Hi everyone. I recently had a opportunity to place a bid on a high rise senior center and condos in the same area. I had a chance to know the low bid of the other company's and its 3.9 Acres of asphalt. They have specific push locations. We do not have to do sidewalks. The lowest quote which is the company that has been doing it is $600 from 1 to 4 inches and over 4 is $1100. Also 450 for salting each time. I'm not sure what trigger they want. What should I bid and what kind of trigger should I say?


----------



## ktfbgb (Jan 31, 2016)

Welcome aboard. We are going to need to know a lot more info before anyone would know if those are good numbers or not.
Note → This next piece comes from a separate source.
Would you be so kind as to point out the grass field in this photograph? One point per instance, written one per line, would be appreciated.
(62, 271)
First and most importantly what is your location? Second do you have the proper equipment for a lot this size? If you only have one plow truck and this is your first commercial account then it's gonna take you 4 hours or more until you get a handle on it. I would put more equipment on it. How much plowing experience do you have? If they have certain places they want the snow stacked a straight blade probably won't cut it. You have to know the trigger before anyone can help and so do you. You don't tell the customer what the trigger is under most circumstances they tell you their needs and you start there. There is usually a big difference in price between a 2" and 4" trigger. Especially if you have to carry and stack snow. I would doubt a senior center would have a 4 inch trigger more like 1 or 2 probably. Get us some more info and you will get some stellar advice.


----------



## cgrizzle3929 (Oct 13, 2016)

I have 3 trucks 2 7.5 ft and a Snowdon that expands to 10 ft. I'm in mid Michigan. I can put snow in the corners of the individual lots. I do not know the trigger I just know how the company who does it bidded. I'm thinking about 2 yards of salt for the 4 Acres. Is this about right. Any and all advice would be appreciated. I have 0 experience but can't let everyone know. I have friends working for me that do have experience just none bidding jobs. I will buy equipment as needed also.


----------



## Randall Ave (Oct 29, 2014)

What are the trucks that you have? For commercial, get rid of the 7 1/2s. Need bigger. Also go to your insurance co and tell them what your looking to do. Post a pic of the site.


----------



## cgrizzle3929 (Oct 13, 2016)

Randall Ave said:


> What are the trucks that you have? For commercial, get rid of the 7 1/2s. Need bigger. Also go to your insurance co and tell them what your looking to do. Post a pic of the site.


94 Chevy 2500, 03 Chevy 2500 and 2000 gmc Denali. I know they aren't the most ideal vehicles but I know I can handle it with them. If it's a 2 inch trigger but the rate is up to 4 inches x amount and over 4 inches x amount... How does that work? Thanks for not making fun of me, everyone has to start somewhere


----------